Eu ainda – sim – fico boquiaberta
com a falta de carinho e generosidade que vejo e vivencio cotidianamente em
vários segmentos; me impressiona como as pessoas esquecem como é começar, como
é não ter o nome ainda ressonante numa dada área, num determinado nicho. Como é
difícil o começar do zero... Não confundam isso tudo que estou abrindo com
inocência ou tolice, eu sei diferenciar generosidade do interesse negativo (aquele que machuca) e não sou tão
bobamente romântica e iludida com as coisas como pode parecer. Aliás, ilusão,
um tema complicado. Me refiro apenas ao fato das pessoas alcançarem seus
sonhos, desejosos, os ‘goals’ (amo esse termo) e abstraírem do caminho todo que
percorreram e de todas as mãos que foram importantes pra elas chegarem até lá –
seja o 'lá' onde for.
Eu sempre lembro desse tema quando
dou aulas aos meus graduandos, sempre mostro a eles que, assim como eles,
eu já estive ali, sentadinha, escondida e não faz muito tempo. Eu também fui
aluna e ainda sou, felizmente! Aprender é um ato aberto e contínuo.

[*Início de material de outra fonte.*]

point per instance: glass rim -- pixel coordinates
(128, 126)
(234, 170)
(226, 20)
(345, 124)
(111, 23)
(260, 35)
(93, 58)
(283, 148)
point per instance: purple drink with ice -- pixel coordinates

Acho que não preciso dizer mais,
preciso? Boa semana a todos!
‘There are times when a critic truly risks
something and that is in the discovery and defence of the new. The world is
often unkind to new talent, new creations, the new needs friends’, Anton Ego
(Ratatouille, 2007)
* Acho que nunca especifiquei minha área de atuação por aqui, né? Eu sou doutoranda em Medieval Studies pelo King’s College London (Inglaterra). Trabalho com materialidades aristocráticas insulares, basicamente transito entre História e Literatura. Desde janeiro de 2013 dou aulas pra alunos
do primeiro ano de graduação em English
Studies.
Gabi, lendo o seu texto me lembrei de outras questões - até mais "graves" dependendo do ponto de vista - fiz diversos cursos na área de moda, onde paguei muito caro para um especialista me ensinar a essência de uma modelagem perfeita ou algo mais profundo sobre estamparia. Sabe o que eu recebi em troca do dinheiro que paguei? Nada além do que qualquer curso básico poderia me ensinar, somente a presenta do "ilustre" professor. Depois de conversar com diversas pessoas, percebi que todos chegaram a mesma conclusão. Mesmo os professores - estilistas beeem famosos - não estão dispostos a passar seu conhecimento nem pelo dinheiro que pagamos a eles. Sei que um dele é um mestre em modelagem, faz coisas incríveis, mas nos transmitiu somente os conhecimentos básicos, mesmo que os outros tenham sido solicitados. Vejo certo egoísmo onde me parece que esses "professores" vão levar seu conhecimento para o túmulo sem transmiti-los. Ironia? Falta de respeito? Não sei nem como classificar!
ReplyDeleteBeijos!
Adorei seu comentario, Amanda! E super concordo pela experiencia que tive, nao na area de moda, claro, mas no meu nicho academico. Cansei e canso de ver professor e profissional guardar temas de pesquisa e conhecimento a sete chaves como se fosse um tesouro, mas daqueles mesquinhos, sabe? Conhecimento nao se guarda em prateleira ou na memoria falida, conhecimento deve ser dividido!
ReplyDeleteE digo mais, eu tenho muita experiencia no trato com professores brasileiros, europeus e norte americanos, sao 7 anos de academia, e digo pela minha experiencia pessoal: nenhum lugar me assusta tanto pelo egoismo didatico e preciosismo tolo do conhecimento adquirido do que o Brasil. Digo isso com muita tristeza e decepcao. Mas foi o que vivenciei e continuo vendo.
Beijo e obrigada pela leitura! ;) Vale muito esse feedback!